CAHIER n°05

Claude Latta

Le Forez devient bourbonnais

Ce numéro spécial des Cahiers de Village de Forez retrace d'une façon précise les circonstances qui ont amené le Forez au 14e siècle à entrer dans les possession du duc de Bourbon ;

Pour conclure

L’histoire du rattachement du Forez au Bourbonnais a souvent été faite de façon partiale. Les historiens foréziens ont insisté sur la « perversité » de Jeanne de Bourbon et sur l’ambition qu’elle aurait eue, de longue main, de faire tomber le Forez dans l’escarcelle bourbonnaise. Les historiens bourbonnais mettent plutôt en avant les droits d’Anne Dauphine et l’administration bienfaisante du "bon duc Louis".
Mais le problème se pose peut-être en d’autres termes. Dans le royaume de France, il n’y a plus que quelques grands feudataires (Bretagne, Bourgogne, Flandre et Guyenne) et quelques apanages importants (Bourbon). Face à ces principautés, peut-il y avoir encore place pour de petits comtés comme le Forez ? Les alliances matrimoniales entre une grande principauté comme le duché de Bourbon et un petit comté comme le Forez ne devaient-elles pas tourner un jour en faveur du premier si le second n’avait plus de descendance mâle et perdait le sens même de son existence : je pense à la vente du Forez par Renaud de Forez à Louis d’Anjou qui marque un affaiblissement de la conscience que les membres de la famille comtale pouvaient avoir de l’intérêt forézien.
Mais revenons à Anne Dauphine avec laquelle se clôt un chapitre de l’histoire forézienne. Plus que Jeanne de Bourbon, finalement, c’est elle qui fut un véritable "homme d’état" et qui est la vraie bourbonnaise de la famille. Veuve, elle vient s’installer à Cleppé, administre elle-même ce comté de Forez qu’elle s’est réservé et qu’elle n’a pas voulu donner en apanage à l’un de ses fils. Elle ne s’est pas contentée de l’apparence du pouvoir et a gouverné en souveraine absolue. Elle avait le sens de l’Etat et de son indépendance. Mais elle a demandé que, après sa mort, son corps soit ramené à Moulins. Elle est morte à Cleppé le 21 septembre 1417 ; le 22, une litière tirée par plusieurs chevaux et portant le cercueil d’Anne Dauphine prit la tête d’un convoi composé de ses serviteurs, des principaux officiers du comté de Forez et des gentilshommes de Montbrison pour l’accompagner de Cleppé à Souvigny, en passant par La Palisse .

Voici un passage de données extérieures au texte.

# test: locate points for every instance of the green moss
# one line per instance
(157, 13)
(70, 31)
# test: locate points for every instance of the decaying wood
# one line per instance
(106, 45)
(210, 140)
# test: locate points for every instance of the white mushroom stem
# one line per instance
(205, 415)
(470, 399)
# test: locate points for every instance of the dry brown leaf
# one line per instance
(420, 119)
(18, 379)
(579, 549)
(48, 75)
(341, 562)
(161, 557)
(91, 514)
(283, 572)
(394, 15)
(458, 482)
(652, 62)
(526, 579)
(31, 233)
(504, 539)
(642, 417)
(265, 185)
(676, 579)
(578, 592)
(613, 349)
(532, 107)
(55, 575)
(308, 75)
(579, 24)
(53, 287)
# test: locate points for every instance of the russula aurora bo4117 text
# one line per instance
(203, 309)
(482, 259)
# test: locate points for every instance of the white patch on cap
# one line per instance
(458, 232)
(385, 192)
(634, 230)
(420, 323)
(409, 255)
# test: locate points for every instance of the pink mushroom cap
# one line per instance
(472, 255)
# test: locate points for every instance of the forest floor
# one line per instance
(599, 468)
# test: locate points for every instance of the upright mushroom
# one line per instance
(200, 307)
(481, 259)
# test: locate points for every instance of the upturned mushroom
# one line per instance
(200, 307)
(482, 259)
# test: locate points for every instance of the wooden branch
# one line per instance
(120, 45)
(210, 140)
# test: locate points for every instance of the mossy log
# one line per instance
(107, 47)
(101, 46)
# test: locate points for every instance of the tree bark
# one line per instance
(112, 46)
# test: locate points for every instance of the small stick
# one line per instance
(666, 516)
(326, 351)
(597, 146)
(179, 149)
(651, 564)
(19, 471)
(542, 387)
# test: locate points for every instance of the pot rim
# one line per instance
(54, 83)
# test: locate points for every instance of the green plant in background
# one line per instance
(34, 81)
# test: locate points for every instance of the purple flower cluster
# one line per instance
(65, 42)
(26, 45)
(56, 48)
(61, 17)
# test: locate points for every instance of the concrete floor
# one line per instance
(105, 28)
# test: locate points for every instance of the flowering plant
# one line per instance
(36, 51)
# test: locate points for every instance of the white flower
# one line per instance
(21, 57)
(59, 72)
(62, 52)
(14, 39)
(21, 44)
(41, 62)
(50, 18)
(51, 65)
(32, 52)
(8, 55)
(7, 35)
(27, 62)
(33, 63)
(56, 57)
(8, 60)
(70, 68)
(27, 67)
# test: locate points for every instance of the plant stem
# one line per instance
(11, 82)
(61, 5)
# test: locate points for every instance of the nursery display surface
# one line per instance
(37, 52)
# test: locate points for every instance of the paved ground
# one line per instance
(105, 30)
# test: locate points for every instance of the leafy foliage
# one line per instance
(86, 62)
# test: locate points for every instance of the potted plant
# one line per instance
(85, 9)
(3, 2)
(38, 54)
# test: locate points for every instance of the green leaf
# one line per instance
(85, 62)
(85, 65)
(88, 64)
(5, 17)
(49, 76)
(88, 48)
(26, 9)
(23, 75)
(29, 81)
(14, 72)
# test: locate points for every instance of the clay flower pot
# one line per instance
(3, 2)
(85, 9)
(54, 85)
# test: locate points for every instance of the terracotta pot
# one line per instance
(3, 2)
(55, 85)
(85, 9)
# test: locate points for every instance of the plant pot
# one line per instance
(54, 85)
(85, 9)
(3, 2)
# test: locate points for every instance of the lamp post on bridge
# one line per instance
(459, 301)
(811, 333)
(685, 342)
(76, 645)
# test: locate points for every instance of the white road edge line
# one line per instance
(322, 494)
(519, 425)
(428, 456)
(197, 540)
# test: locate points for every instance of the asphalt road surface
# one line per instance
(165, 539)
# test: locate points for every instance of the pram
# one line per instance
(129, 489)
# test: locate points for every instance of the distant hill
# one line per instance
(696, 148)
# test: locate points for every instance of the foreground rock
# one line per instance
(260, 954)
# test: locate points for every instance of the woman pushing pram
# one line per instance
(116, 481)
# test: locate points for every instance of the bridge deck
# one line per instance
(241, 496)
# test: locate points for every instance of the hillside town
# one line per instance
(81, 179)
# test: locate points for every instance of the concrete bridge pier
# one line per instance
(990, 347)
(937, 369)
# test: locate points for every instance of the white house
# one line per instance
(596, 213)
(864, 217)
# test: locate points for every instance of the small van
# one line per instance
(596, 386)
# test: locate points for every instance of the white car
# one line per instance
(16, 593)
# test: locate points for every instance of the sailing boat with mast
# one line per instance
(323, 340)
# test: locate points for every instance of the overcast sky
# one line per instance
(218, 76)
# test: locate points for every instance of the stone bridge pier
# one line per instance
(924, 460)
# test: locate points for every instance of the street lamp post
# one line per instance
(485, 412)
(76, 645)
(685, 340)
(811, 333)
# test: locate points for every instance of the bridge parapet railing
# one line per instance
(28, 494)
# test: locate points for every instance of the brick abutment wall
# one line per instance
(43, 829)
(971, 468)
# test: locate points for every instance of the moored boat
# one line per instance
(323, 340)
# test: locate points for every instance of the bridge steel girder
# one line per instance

Elle fut inhumée dans le tombeau où reposait Louis II. Léon Côte décrit ainsi son gisant, œuvre de Jean de Cambrai : La duchesse en robe longue et corsage décolleté, a la taille très haute, marquée par une ceinture de joyaux ; sur ses cheveux, roulés en deux coques contre les oreilles, est posée la couronne ducale . Sa tête repose sur un coussin fleurdelysé parsemé de dauphins : le dauphin d’Auvergne et celui du Forez …Petite-fille de Guy VII, Anne Dauphine avait incarné de son vivant une légitimité forézienne. Mais, à une époque où le symbolisme des funérailles a tant d’importance, le retour d’Anne Dauphine en Bourbonnais affirmait que cette légitimité forézienne était ramenée à Souvigny après un dernier séjour en Forez. Les Foréziens l’ont bien compris ainsi, eux qui sont restés, ensuite, continûment fidèles à la dynastie bourbonnaise.